Section 3 Quantifying Systematic Uncertainty in Land-Use Data Sources

3.1 Introduction

The spatial datasets used in the data assimilation for Land Use Tracking will contain systematic errors, related to falsely detecting land-use change when it has not occurred, and missing true land-use change when it does occur. To characterise uncertainties in the data, we want to quantify these false positive and false negative detection rates. These can be estimated by comparison with a reference dataset, and thereby judging where the observed changes in a given data set are correctly identified or not. For observations of the \(B\) matrix, this is complicated by the fact that they form a 6 x 6-way classification. When considering land-use change, we need to compare the 36 elements of this classification from one data source with another (or the truth), so we have a 36 x 36 error matrix (or “confusion” matrix). This matrix has two distinct types of errors that we ideally want to distinguish: false positives and false negatives, or “user”/“commission” and “producer”/“omission” error/accuracy, in the terminology commonly used in remote sensing.

As with estimating random uncertainty, a limitation is that none of the data sources represents absolute truth, and we have no definitive data set against which to make this assessment.
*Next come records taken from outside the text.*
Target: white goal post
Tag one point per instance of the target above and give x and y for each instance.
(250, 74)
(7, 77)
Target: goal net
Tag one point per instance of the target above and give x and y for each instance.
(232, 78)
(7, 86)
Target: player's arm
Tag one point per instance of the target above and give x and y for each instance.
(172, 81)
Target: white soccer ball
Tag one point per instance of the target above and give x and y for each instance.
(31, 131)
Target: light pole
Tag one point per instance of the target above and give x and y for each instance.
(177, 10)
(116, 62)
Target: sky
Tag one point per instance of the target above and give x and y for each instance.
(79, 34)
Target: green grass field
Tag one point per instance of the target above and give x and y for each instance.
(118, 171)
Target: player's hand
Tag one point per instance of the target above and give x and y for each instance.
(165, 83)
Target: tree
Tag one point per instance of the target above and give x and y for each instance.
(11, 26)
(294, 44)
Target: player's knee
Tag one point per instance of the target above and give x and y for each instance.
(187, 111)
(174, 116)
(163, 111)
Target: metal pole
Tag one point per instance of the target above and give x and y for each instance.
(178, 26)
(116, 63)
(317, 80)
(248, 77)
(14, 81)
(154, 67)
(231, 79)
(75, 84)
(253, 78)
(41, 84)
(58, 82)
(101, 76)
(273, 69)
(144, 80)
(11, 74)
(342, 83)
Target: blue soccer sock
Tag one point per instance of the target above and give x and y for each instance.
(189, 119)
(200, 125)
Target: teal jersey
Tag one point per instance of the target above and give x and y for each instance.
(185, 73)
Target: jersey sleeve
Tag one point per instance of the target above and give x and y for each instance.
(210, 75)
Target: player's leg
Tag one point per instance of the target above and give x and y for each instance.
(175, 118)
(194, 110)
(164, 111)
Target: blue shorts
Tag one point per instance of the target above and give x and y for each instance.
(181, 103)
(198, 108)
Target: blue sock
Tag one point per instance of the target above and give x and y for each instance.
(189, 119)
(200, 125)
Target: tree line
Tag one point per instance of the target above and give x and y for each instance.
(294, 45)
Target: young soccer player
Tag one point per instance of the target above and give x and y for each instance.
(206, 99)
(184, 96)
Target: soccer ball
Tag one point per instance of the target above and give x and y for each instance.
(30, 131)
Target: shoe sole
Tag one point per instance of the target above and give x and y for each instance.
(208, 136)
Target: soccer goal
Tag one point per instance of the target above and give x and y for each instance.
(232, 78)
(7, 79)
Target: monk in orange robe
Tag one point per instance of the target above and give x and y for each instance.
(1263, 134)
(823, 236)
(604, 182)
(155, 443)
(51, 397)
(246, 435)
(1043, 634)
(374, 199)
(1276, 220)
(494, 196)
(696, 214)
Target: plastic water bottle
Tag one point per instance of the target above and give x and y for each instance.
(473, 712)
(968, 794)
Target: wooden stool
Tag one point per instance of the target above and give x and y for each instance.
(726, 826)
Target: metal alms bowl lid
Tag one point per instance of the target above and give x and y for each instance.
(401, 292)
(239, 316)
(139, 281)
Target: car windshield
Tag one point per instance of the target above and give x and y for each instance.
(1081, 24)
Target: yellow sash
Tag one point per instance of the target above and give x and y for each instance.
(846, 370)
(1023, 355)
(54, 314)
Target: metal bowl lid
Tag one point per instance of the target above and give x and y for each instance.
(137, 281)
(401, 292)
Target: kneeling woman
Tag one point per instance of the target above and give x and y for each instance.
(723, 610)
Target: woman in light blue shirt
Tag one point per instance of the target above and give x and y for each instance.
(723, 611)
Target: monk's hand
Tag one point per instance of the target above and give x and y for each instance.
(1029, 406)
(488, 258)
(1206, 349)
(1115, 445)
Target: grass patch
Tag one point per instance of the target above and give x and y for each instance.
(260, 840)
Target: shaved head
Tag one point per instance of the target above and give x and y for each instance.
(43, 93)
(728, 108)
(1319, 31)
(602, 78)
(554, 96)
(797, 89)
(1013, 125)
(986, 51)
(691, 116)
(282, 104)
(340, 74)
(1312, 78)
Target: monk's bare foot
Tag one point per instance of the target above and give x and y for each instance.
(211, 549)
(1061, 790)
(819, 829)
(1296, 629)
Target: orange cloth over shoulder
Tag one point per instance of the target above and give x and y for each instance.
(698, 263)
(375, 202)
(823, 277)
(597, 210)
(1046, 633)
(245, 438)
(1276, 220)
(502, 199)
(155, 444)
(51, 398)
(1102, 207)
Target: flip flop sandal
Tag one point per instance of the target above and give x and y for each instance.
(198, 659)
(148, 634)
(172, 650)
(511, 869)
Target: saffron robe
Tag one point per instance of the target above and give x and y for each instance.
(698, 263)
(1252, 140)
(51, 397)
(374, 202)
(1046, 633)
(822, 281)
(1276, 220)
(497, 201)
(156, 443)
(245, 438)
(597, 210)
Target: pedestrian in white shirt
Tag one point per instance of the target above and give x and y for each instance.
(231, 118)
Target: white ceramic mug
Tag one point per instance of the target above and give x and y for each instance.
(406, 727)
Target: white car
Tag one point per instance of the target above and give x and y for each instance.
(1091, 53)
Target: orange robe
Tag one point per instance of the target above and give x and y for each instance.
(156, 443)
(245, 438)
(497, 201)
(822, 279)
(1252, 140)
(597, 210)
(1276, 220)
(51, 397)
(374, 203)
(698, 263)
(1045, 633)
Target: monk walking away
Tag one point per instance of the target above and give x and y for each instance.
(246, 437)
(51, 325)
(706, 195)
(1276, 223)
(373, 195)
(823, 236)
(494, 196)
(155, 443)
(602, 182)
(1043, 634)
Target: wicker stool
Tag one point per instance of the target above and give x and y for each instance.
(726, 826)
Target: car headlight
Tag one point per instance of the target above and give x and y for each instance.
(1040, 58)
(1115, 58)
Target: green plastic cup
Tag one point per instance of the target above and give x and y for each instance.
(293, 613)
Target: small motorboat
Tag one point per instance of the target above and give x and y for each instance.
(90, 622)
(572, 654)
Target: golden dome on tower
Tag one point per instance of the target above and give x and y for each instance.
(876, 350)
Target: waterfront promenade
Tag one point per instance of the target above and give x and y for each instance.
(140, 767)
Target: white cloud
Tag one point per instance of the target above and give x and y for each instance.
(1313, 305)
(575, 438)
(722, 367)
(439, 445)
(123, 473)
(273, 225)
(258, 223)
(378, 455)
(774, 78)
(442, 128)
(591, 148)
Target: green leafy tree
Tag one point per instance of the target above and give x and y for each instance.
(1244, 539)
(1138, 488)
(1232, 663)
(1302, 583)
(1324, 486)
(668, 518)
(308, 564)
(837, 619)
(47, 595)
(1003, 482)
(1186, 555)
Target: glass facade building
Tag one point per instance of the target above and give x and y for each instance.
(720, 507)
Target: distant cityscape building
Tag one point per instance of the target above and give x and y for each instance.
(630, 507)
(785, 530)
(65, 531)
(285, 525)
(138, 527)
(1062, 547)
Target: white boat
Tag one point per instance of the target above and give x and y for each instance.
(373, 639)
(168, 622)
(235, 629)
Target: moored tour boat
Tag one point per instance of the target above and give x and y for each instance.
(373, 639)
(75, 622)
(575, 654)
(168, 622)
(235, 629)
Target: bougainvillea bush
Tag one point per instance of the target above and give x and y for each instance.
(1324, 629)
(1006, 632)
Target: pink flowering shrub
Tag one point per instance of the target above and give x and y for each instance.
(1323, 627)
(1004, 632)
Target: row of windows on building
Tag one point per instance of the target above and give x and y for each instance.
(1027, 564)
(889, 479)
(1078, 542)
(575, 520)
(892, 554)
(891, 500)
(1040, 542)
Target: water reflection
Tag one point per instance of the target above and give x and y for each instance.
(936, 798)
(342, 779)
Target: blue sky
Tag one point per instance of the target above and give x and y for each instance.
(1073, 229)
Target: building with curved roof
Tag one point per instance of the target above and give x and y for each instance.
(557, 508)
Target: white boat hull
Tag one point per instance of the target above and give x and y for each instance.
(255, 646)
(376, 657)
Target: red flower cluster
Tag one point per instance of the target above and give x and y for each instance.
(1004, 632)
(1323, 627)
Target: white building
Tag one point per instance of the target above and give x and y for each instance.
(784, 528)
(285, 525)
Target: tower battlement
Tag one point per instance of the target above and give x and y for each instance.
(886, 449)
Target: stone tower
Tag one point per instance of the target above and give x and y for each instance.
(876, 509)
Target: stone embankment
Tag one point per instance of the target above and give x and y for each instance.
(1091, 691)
3.1.1 Representation of systematic uncertainty

Our approach here is to explicitly represent the false positive and false negative error terms in the likelihood function. False positives cause observations to over-estimate change, whilst false negatives produce an under-estimate, and the estimated bias in the observation is a simple function of these error rates (\(F_P\) and \(F_N\)). The likelihood equation becomes:

\[\begin{equation} \label{eq:likBetaDelta} \mathcal{L} = \frac{1}{\sigma_{ij}^\mathrm{obs} \sqrt{2\pi}} \mathrm{exp}(-((1-F_P) \beta_{ij}^{\mathrm{obs}} + A_N F_N - \beta_{ij}^{\mathrm{pred}})^2/2 {\sigma_{ij}^\mathrm{obs}}^2) \end{equation}\]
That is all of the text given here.